Run the WikipediaGame Functionality tests on your code. They should all be passing at this point. Feel free to play around with your program and try different Wikipedia pages. Note that the program isn’t perfect and fails to identify the correct first link in very rare circumstances, because Wikitext is complicated and accounting for all edge cases correctly while parsing it to find the next page would be out of the scope of this project.

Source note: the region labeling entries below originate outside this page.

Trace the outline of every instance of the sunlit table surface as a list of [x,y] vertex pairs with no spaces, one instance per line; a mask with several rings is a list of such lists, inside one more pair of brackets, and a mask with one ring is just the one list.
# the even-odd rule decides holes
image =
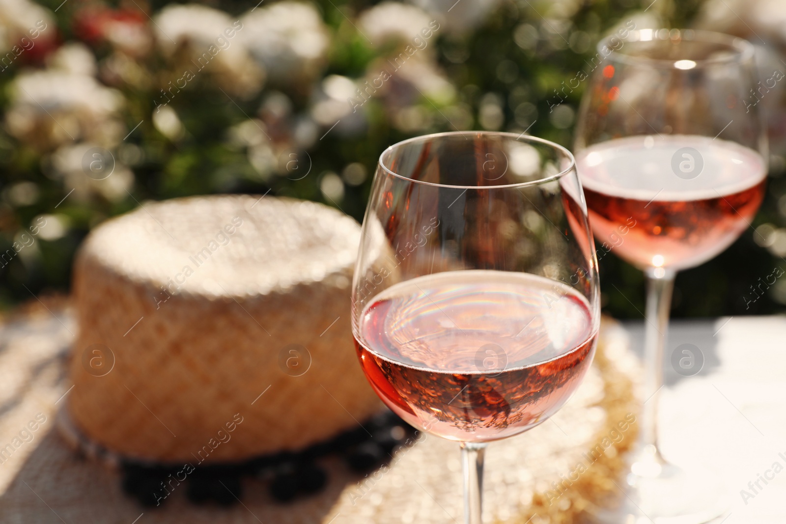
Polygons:
[[[623,325],[641,355],[643,322]],[[703,366],[683,376],[672,354],[695,348]],[[786,317],[672,321],[664,361],[664,456],[725,482],[730,508],[717,522],[786,522]]]
[[[625,322],[623,326],[630,346],[641,354],[644,323]],[[111,520],[91,509],[94,504],[89,493],[100,491],[99,483],[119,479],[98,474],[97,467],[75,457],[52,431],[54,412],[68,395],[64,363],[75,329],[67,316],[53,318],[50,313],[23,324],[0,326],[0,386],[3,387],[0,390],[17,392],[0,398],[0,434],[4,435],[0,445],[10,442],[19,428],[35,423],[32,414],[42,412],[46,417],[33,432],[33,440],[20,447],[10,460],[0,461],[0,524],[61,522],[48,504],[67,509],[80,497],[86,501],[83,513],[92,515],[85,522]],[[10,350],[9,340],[14,337],[24,341],[24,352]],[[665,385],[660,391],[662,450],[677,464],[688,469],[709,468],[724,479],[730,510],[718,519],[718,523],[786,522],[784,341],[786,317],[735,317],[670,324]],[[692,376],[680,375],[671,365],[672,353],[678,350],[681,356],[685,348],[703,357],[701,371]],[[23,467],[24,475],[20,477]],[[32,486],[22,482],[31,480],[35,481]],[[47,484],[50,490],[42,492]],[[326,498],[337,496],[340,489],[341,482],[332,482],[329,490],[336,493],[328,493]],[[112,500],[104,503],[121,508],[127,522],[141,516],[142,510],[119,490],[107,493],[112,494]],[[274,510],[285,513],[288,508],[277,506]],[[237,515],[244,515],[244,509],[237,509],[231,522],[241,522]],[[325,510],[314,511],[322,515]],[[200,522],[228,518],[226,510],[205,509],[204,513]],[[145,518],[152,516],[151,513]],[[245,517],[247,522],[256,522]],[[73,522],[66,520],[68,524]]]

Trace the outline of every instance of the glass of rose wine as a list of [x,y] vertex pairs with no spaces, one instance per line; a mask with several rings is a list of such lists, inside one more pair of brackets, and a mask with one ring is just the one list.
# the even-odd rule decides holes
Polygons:
[[597,266],[567,149],[468,131],[380,157],[352,284],[358,356],[391,409],[461,445],[468,524],[487,444],[548,419],[592,362]]
[[754,48],[718,33],[643,29],[608,38],[598,51],[605,59],[582,102],[576,163],[598,240],[644,270],[648,291],[639,445],[620,504],[597,517],[706,522],[728,497],[711,475],[661,456],[658,392],[675,273],[728,247],[764,197]]

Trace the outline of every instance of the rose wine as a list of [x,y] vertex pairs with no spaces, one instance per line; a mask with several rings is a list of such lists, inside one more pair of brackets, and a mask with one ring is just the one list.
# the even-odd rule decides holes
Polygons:
[[354,326],[363,371],[410,423],[486,442],[543,422],[570,397],[595,350],[586,299],[537,275],[439,273],[369,301]]
[[610,140],[576,163],[593,232],[640,267],[707,262],[748,227],[764,198],[762,156],[708,137]]

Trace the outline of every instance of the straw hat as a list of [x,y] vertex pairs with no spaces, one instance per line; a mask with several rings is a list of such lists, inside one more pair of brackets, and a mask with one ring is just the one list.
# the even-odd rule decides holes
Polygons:
[[162,463],[295,450],[380,406],[357,362],[360,228],[321,204],[219,196],[145,204],[75,262],[70,416]]

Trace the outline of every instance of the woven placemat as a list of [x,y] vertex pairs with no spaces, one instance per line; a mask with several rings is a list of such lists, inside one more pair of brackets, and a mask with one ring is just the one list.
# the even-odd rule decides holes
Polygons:
[[[116,471],[80,457],[52,431],[72,386],[64,366],[74,331],[68,310],[52,304],[0,324],[4,523],[462,520],[457,445],[428,435],[367,477],[351,473],[336,459],[327,460],[327,488],[294,504],[276,503],[264,481],[252,480],[245,484],[242,504],[229,508],[193,505],[177,489],[166,506],[141,508],[122,493]],[[637,369],[622,329],[604,321],[595,364],[571,401],[540,427],[489,447],[486,522],[579,522],[582,508],[615,489],[611,479],[635,438],[635,424],[623,431],[620,423],[637,412],[632,379]]]

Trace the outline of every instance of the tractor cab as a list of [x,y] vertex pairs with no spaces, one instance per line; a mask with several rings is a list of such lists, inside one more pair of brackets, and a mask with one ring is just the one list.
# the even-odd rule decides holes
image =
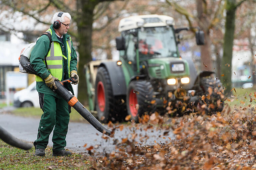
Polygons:
[[[132,78],[127,77],[127,84],[142,75],[161,79],[189,76],[189,64],[179,57],[175,36],[189,28],[175,30],[174,25],[172,17],[157,15],[132,16],[120,21],[121,36],[116,39],[116,47],[124,69]],[[197,42],[202,44],[203,33],[196,34]]]
[[[116,39],[119,60],[92,61],[85,67],[90,109],[101,121],[122,121],[128,114],[138,122],[156,111],[181,115],[202,108],[221,111],[219,80],[210,76],[212,72],[198,75],[192,60],[182,58],[178,51],[176,34],[197,29],[201,45],[203,32],[198,27],[175,29],[174,24],[173,18],[157,15],[120,20],[121,36]],[[204,95],[208,101],[200,100]]]

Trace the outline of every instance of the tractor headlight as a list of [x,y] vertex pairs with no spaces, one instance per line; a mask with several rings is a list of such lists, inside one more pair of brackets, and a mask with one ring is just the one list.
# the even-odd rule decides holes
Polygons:
[[175,78],[169,78],[167,80],[167,84],[169,85],[173,85],[176,84],[176,79]]
[[183,77],[180,79],[180,82],[182,84],[188,84],[189,83],[189,78],[188,77]]

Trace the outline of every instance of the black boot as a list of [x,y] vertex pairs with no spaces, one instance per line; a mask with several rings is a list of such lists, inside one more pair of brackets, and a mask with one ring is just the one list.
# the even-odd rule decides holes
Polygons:
[[71,155],[72,154],[72,153],[71,153],[71,152],[66,150],[65,149],[61,150],[58,152],[55,152],[53,151],[52,152],[52,156],[54,156]]
[[45,153],[44,152],[44,149],[42,148],[39,148],[36,149],[35,153],[36,155],[41,156],[44,156]]

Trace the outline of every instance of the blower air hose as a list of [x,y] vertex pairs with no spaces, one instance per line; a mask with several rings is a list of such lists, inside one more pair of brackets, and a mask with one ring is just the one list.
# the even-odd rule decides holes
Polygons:
[[[28,58],[23,55],[21,55],[19,61],[23,69],[28,73],[35,74],[39,76],[34,69]],[[67,90],[63,83],[58,80],[55,80],[57,89],[54,88],[52,90],[59,94],[68,104],[79,113],[85,119],[88,121],[93,127],[101,133],[111,137],[114,136],[114,132],[105,128],[93,116],[92,114],[82,105],[75,96]]]
[[0,138],[12,146],[25,150],[32,147],[32,145],[20,140],[0,126]]

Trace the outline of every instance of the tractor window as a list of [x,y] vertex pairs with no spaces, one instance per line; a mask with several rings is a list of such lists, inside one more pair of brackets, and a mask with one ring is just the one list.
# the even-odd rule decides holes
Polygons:
[[178,57],[175,37],[171,27],[144,28],[139,30],[140,58]]
[[125,36],[125,49],[127,59],[128,61],[134,61],[136,56],[135,49],[135,40],[133,35],[129,34]]

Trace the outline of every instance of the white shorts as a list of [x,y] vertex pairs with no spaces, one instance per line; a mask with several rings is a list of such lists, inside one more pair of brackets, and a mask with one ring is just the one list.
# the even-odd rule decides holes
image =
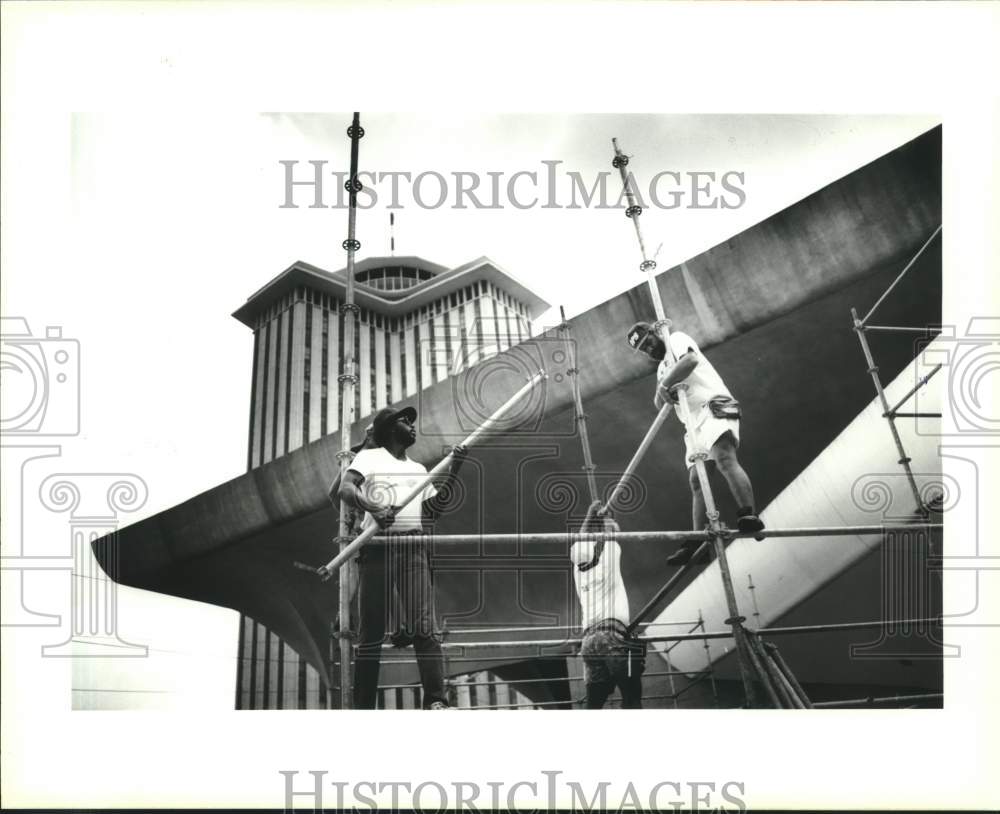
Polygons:
[[[713,446],[725,433],[731,432],[736,446],[740,445],[740,422],[738,419],[716,418],[712,415],[708,404],[705,404],[692,416],[692,421],[698,433],[698,443],[708,453],[710,460],[715,460]],[[691,467],[694,466],[694,461],[691,460],[694,449],[691,446],[690,433],[686,430],[687,428],[685,428],[684,433],[684,466]]]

Committing and Pushing to the Repository
A “commit” is version control language for a chunk of changes that mean something when grouped together. Importantly, commits will only stay locally on your machine
until you push them to the gitlab
server.
To commit to the repository, click the green checkmark on the top-right of IntelliJ’s interface. A window will pop up and
ask you to type in a message. Choose some meaningful description of your feature, then click the little down arrow next to the “Commit” button on the bottom right of the dialog.
Choose “Commit and Push” in the little menu that pops up. If IntelliJ asks you if you’re sure you want to commit and push, say yes.
Turning in the Project
We have provided a test suite for this project, which you can run by clicking the play button in the top right corner of IntelliJ. PLEASE make sure all of these tests are passing before turning in the project!
To turn in the project, fill out this form to notify the graders that there is a submission!